Neurosci Lett. 1995 May 19;191(1-2):126-30. doi: 10.1016/0304-3940(94)11552-3.
The actions of opioid receptor agonists on stimulus evoked dopamine overflow in rat neostriatal slices were investigated using fast cyclic voltammetry. Activation of delta and mu receptors reversibly depressed striatal dopamine efflux induced by intrastriatal stimulation. The inhibitory effect of DADLE (D-Ala2, D-Leu5-enkephalin, delta/mu agonist), DPDPE (D-Pen2,5-enkephalin, delta selective) and DALDA (D-Arg2, Lys4-dermorphin-(1,4)-amide, mu selective), respectively, were concentration dependent and could be blocked by application of receptor subtype selective antagonists. At a concentration of 1 microM, the kappa receptor agonist U-50488H inhibited dopamine overflow. This effect could be partially antagonized by kappa receptor selective antagonists. Prior application of virtually ineffective concentrations (< or = 0.1 microM) of the kappa agonist reduced the efficacy of 1 microM U-50488H suggesting a desensitization of the receptor. Since the stimulus induced dopamine overflow in striatal slices can be attributed solely to the release of dopamine from presynaptic terminals, these experiments demonstrate that delta, mu and kappa opioid receptors exert an inhibitory control on striatal dopamine release via a presynaptic mechanism.

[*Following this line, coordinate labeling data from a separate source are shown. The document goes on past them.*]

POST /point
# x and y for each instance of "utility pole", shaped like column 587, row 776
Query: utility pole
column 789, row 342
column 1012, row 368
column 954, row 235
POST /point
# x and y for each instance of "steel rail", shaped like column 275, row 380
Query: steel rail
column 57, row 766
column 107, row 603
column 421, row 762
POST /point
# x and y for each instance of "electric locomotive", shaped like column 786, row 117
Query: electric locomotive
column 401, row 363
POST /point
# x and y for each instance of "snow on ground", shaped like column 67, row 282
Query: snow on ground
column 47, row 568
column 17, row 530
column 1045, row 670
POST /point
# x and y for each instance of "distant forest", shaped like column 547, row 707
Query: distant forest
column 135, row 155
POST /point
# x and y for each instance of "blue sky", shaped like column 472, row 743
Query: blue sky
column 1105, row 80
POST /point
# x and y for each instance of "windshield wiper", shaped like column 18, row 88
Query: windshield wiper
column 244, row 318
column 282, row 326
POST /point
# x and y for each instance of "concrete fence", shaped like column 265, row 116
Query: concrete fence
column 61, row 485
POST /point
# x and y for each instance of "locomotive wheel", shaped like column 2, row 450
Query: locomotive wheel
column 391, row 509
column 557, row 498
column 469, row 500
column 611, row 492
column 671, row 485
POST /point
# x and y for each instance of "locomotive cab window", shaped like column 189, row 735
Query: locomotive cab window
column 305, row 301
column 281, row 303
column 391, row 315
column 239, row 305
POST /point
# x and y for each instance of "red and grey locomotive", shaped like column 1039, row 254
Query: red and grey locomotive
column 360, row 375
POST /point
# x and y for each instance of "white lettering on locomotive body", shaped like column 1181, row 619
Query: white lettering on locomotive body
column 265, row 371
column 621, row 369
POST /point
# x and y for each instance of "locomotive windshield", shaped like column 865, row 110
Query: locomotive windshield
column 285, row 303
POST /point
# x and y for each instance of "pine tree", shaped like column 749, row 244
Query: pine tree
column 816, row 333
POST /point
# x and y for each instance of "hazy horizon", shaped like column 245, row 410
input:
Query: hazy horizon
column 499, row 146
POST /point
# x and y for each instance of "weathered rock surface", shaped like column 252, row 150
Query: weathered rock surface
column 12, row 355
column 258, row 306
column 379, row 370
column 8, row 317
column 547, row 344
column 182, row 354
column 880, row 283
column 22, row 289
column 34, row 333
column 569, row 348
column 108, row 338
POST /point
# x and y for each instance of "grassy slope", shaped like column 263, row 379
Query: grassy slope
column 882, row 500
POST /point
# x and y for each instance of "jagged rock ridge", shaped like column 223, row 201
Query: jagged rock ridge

利用快速循环伏安法研究了阿片受体激动剂对大鼠新纹状体切片中刺激诱发的多巴胺释放的作用。δ和μ受体的激活可逆性地抑制了纹状体内刺激诱发的纹状体多巴胺外流。DADLE(D-丙氨酸2,D-亮氨酸5-脑啡肽,δ/μ激动剂)、DPDPE(D-青霉胺2,5-脑啡肽,δ选择性激动剂)和DALDA(D-精氨酸2,赖氨酸4-皮啡肽-(1,4)-酰胺,μ选择性激动剂)的抑制作用分别呈浓度依赖性,且可被受体亚型选择性拮抗剂阻断。在1微摩尔浓度下,κ受体激动剂U-50488H抑制多巴胺外流。这种作用可被κ受体选择性拮抗剂部分拮抗。预先应用实际上无效浓度(≤0.1微摩尔)的κ激动剂可降低1微摩尔U-50488H的效力,提示受体脱敏。由于纹状体切片中刺激诱发的多巴胺外流可完全归因于突触前终末多巴胺的释放,这些实验表明δ、μ和κ阿片受体通过突触前机制对纹状体多巴胺释放发挥抑制性控制。